Epson Projectors at InfoComm 2014

This page runs through new products from Epson that Art saw at the annual InfoComm trade show.

Epson at InfoComm

Epson is completely refreshing their top-of-the-line commercial projectors. I believe they indicated that there are nine new Z series projectors in the expanded Z series. Each Z projector announced has a dual lamp design for 24/7 capability. Epson has improved lamp management noticeably. All the new Z series projectors now allow for use of only one lamp at a time, by user choice. With preview Z series, both lamps were always on together, unless one failed, in which case the projector would run one one.

With the new improvements, users can run a single lamp when needed, and an alternate between the two lamps to keep the hours similar.

The Epson Z Series and the PowerLite Pro Z10005UNL

The Epson Z series is about to have a new flagship projector, sporting WUXGA resolution and 10,000 lumens, the PowerLite Pro Z10005UNL. The Z10005UNL isn’t the brightest of the Z projectors.

Epson PowerLite Pro Z10005UNL
The Epson PowerLite Pro Z10005UNL

There are a pair of new 11,000 lumen projectors–including a WXGA version, the Z11000WNL, which is lower 1280×800 (WXGA), and an XGA resolution for those needing the 4:3, the Z11005NL. Even the least bright of the nine projectors sports 7500 lumens–it is a less powerful, slightly less capable WUXGA projector than the flagship.

The new Z projectors include more advanced edge blending, including working with curved projection surfaces. There are now additional lenses bringing up the total to seven that allow lens shift, the news being a 0.7:1 short throw lens.

In addition to the usual HDMI and DVI inputs, Epson now offers 3G-SDI and HDBaseT on these projectors. The first allows hi-res live video over long distances, while HDBaseT offers the ability to move HDMI signals, including audio and command & control, over long distances via low-cost, convenient CAT5 or CAT6 cable.

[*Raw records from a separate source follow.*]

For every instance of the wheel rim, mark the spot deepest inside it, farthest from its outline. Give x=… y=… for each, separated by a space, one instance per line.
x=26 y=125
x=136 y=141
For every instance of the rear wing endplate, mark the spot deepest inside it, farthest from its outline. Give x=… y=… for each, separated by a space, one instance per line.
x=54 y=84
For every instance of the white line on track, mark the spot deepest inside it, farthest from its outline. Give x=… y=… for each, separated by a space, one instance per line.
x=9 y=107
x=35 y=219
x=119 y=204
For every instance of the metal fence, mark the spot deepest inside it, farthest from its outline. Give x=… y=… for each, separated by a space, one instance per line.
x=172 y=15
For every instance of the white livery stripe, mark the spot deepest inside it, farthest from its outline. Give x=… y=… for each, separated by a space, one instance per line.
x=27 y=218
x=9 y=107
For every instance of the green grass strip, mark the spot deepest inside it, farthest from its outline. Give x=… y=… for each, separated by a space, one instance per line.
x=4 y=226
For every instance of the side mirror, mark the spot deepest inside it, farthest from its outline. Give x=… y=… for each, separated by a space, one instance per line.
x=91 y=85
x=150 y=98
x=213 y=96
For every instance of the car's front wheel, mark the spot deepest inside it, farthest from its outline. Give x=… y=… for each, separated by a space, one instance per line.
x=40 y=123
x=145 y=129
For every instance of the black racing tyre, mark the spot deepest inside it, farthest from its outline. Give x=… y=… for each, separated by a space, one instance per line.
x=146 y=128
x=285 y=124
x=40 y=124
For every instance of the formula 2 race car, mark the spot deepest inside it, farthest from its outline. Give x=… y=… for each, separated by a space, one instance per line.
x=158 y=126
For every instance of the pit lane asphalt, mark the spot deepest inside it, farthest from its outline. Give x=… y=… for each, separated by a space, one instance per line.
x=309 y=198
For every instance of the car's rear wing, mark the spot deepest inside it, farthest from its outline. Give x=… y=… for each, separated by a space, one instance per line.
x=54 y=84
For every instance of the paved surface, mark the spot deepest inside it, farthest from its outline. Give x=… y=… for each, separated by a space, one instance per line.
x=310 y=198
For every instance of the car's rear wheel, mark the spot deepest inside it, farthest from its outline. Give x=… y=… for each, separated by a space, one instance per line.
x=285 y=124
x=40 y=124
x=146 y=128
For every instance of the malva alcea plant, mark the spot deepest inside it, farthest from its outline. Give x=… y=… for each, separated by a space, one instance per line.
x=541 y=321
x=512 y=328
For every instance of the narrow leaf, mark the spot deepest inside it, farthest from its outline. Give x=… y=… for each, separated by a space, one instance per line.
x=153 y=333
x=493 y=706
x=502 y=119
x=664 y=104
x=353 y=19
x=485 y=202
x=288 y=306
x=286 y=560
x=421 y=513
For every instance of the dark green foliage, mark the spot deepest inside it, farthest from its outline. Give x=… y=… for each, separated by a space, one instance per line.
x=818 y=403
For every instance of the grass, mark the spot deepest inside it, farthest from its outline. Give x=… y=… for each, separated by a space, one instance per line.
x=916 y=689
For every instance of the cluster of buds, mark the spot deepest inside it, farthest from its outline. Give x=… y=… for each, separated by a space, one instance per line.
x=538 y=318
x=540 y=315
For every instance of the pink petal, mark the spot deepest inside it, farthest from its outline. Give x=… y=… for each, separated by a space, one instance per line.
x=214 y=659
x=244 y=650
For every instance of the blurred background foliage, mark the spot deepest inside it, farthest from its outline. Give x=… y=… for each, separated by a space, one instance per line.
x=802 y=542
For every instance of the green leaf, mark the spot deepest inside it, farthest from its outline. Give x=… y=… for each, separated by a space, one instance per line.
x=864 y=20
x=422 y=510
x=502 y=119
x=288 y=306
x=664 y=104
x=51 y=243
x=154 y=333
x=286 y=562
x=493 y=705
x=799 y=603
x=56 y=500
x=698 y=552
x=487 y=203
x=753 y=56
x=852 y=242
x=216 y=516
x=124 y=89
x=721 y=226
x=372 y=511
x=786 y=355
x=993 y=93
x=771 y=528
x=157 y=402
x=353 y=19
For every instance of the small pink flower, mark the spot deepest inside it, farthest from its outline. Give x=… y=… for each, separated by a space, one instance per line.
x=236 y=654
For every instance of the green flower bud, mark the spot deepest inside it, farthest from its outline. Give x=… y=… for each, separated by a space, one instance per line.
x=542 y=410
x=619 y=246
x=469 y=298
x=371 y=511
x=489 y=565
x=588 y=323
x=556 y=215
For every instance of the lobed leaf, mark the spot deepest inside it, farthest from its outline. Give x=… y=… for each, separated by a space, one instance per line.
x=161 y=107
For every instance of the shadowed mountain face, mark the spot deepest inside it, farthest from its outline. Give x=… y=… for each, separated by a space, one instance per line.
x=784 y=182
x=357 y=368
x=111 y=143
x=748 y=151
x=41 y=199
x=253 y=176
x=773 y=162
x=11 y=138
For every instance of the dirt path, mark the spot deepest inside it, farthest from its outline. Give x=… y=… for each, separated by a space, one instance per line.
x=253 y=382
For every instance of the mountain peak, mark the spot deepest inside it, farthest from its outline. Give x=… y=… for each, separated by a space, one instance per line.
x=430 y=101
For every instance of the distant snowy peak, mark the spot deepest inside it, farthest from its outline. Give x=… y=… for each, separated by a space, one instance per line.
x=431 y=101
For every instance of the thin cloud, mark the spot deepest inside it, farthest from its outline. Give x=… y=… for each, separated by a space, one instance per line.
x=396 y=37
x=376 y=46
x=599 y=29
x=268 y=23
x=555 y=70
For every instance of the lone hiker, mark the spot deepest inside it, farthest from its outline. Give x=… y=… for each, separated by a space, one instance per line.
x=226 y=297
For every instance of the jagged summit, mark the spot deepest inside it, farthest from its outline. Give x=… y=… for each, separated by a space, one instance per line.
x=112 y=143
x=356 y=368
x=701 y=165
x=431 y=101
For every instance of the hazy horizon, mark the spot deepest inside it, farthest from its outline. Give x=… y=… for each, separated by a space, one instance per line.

Epson has put a status display on the back of these new projectors, a plus for installers and definitely for rental and staging applications.

Not only will these projectors work 360 degrees, but Epson is sporting a new mounting system for portrait use, and for stacking projectors.

All Z projectors offer advanced networking abilities and are, as one would expect, compatible with Crestron, AMX, and even Extron solutions.

The Epson BrightLink Projectors

OK, enough of the “heavy metal.” In the booth, the real action was in two areas:

Epson had live demonstrations of both the BrightLink 595Wi and even the more advanced business “version,” the BrightLink Pro 1420Wi and 1430Wi.

Note that we recently reviewed both the BrightLink 585Wi and the BrightLink Pro 1410Wi (each one model down in their respective lineups).

Well, the major difference between the BrightLink 595Wi and the just-reviewed 585Wi is touch control. The 585Wi, as we noted, can work with 2 pens at once for interactive use. But, the 595Wi can not only work with 2 pens, but also 6 separate touches, creating the ability for multiple people to use the board at once.

On the BrightLink Pro side of things, the 1430Wi resembles the 595Wi, in that it offers up to six fingers for interactive control touch capability.

In addition, the Pro’s are so smart that they can be controlled interactively across a network when collaborating. Up to 15 users can share the Whiteboarding mode, to collaborate and annotate on a board, from their mobile devices or another BrightLink Pro setup. This takes interactivity across the entire network. A salesperson, for example, could be running a support meeting while at a client site, working with a corporate support person using an interactive BrightLink Pro 1430Wi at Corporate… I’ll let you heavy users think on the possibilities! If you are used to, say, WebExing, this gets you to a whole next level.

Epson also showed more projectors in their newer 1900 series. These have Intel WiDi built in (Miracast), a pair of HDMI’s and support for MHL. We’ve reviewed a 1900 series recently, the Epson 1965.